Let's Celebrate Thanksgiving

Norman Rockwell...Freedom From Want
    This year, we were dismayed to find Christmas merchandise and decorations going up in a number of stores, even while their shelves still overflowed with Halloween “stuff.” Did you notice? Some stores even played Christmas music. Now, with Thanksgiving only two weeks away, you’d hardly know the beloved November holiday is still important to most Americans.

    It seems we are being whipped into a spending frenzy even before the Thanksgiving turkey has a chance to cool. The “attitude of gratitude” that ought to prepare the way for a thoughtful, thankful celebration of Christ’s birth is being replaced with a frantic culture of greed and “have to do’s.”
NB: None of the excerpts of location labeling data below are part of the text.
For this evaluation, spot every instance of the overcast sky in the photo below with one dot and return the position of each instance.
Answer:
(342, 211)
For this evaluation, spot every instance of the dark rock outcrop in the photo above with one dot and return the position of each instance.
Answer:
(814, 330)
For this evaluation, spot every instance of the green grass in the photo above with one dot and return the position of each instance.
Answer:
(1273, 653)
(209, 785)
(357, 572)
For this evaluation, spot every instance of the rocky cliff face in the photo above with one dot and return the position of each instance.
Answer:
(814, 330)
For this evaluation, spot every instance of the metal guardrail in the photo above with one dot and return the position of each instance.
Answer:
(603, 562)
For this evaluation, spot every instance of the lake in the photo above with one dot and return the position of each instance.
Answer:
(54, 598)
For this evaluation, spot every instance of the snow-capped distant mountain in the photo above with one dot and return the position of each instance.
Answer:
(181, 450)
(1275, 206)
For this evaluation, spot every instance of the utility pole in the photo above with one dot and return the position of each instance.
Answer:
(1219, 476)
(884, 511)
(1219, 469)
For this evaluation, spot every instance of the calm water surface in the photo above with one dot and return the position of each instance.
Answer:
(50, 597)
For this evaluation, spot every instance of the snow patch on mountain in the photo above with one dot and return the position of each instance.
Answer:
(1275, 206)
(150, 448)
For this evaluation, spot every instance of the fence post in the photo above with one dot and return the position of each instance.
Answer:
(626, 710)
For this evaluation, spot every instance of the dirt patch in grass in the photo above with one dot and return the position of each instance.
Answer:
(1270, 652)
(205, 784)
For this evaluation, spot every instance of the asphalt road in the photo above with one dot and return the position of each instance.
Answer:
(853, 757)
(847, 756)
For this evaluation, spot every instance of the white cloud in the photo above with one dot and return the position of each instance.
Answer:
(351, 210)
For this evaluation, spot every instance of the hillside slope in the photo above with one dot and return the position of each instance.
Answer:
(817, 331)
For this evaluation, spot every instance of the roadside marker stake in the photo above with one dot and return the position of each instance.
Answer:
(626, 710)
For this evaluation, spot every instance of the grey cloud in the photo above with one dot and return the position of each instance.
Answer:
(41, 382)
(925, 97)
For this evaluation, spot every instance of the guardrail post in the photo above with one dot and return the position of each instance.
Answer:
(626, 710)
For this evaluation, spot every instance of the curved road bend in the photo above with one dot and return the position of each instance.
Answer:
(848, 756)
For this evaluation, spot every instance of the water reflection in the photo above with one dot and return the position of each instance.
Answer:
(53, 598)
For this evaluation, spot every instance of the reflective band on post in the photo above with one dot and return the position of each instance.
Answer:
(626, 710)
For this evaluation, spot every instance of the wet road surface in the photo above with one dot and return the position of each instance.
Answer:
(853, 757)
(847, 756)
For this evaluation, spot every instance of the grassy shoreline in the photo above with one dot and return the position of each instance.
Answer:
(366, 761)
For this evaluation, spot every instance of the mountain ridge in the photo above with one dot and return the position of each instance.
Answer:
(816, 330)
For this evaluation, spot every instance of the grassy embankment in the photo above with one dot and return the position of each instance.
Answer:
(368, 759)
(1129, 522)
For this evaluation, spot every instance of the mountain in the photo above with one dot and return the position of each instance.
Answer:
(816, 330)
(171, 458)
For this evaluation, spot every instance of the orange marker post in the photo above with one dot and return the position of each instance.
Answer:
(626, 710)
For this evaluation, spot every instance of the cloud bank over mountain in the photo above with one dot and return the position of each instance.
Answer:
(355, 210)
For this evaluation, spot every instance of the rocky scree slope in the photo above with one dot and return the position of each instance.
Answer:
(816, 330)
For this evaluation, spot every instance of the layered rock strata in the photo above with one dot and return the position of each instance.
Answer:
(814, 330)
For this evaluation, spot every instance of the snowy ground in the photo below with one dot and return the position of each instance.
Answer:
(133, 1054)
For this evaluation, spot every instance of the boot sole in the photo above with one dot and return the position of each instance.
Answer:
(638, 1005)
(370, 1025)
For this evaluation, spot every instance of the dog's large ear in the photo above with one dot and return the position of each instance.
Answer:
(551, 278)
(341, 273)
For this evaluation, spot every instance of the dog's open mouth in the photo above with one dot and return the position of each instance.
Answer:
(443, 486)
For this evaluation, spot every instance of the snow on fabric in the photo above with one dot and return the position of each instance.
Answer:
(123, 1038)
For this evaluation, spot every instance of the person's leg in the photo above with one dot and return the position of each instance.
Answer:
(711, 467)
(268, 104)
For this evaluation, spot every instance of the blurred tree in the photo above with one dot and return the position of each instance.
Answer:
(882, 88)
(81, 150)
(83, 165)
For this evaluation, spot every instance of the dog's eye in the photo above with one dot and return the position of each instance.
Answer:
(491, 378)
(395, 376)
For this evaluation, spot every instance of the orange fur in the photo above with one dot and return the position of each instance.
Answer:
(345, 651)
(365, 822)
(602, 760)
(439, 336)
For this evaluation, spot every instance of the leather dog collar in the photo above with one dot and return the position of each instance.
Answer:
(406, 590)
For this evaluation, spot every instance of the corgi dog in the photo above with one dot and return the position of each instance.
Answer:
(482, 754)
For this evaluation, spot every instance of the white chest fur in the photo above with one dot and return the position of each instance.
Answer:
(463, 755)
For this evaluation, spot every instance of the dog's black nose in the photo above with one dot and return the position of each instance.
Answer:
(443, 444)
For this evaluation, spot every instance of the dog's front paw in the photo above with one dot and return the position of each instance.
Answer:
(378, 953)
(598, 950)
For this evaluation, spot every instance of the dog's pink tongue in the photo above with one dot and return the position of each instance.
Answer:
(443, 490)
    Well, I’m trying hard to keep priorities straight in spite of all that, and I know that many of my readers are doing the same. The music of the season can help us. Here’s a familiar old hymn, often sung at Thanksgiving time, both at family meals and at religious services. Maybe you’d like to add the song to your celebration this year.

We Gather Together...Theodore Baker, 1894

We gather together to ask the Lord’s blessing;
He chastens and hastens His will to make known.
The wicked oppressing now cease from distressing.
Sing praises to His Name; He forgets not His own.

Beside us to guide us, our God with us joining,
Ordaining, maintaining His kingdom divine;
So from the beginning the fight we were winning;
Thou, Lord, were at our side, all glory be Thine!

We all do extol Thee, Thou Leader triumphant,
And pray that Thou still our Defender will be.
Let Thy congregation escape tribulation;
Thy Name be ever praised! O Lord, make us free!

  “We Gather Together” was first written in 1597 by Adrianus Valerius to celebrate the Dutch victory over Spanish forces in a war of national liberation. Under the Spanish king, Dutch Protestants had been forbidden to gather for worship.

  The modern English text was written in 1984 by Theodore Baker, and first appeared in an American hymnal in 1903. By World War I, Americans could see themselves in the hymn, and even more so during World War II, when “the wicked oppressing” were understood to include Nazi Germany and Imperial Japan. I love that the lyrics of this song are particularly appropriate because we've just celebrated Veterans' Day and the freedoms we enjoy because of their sacrifices.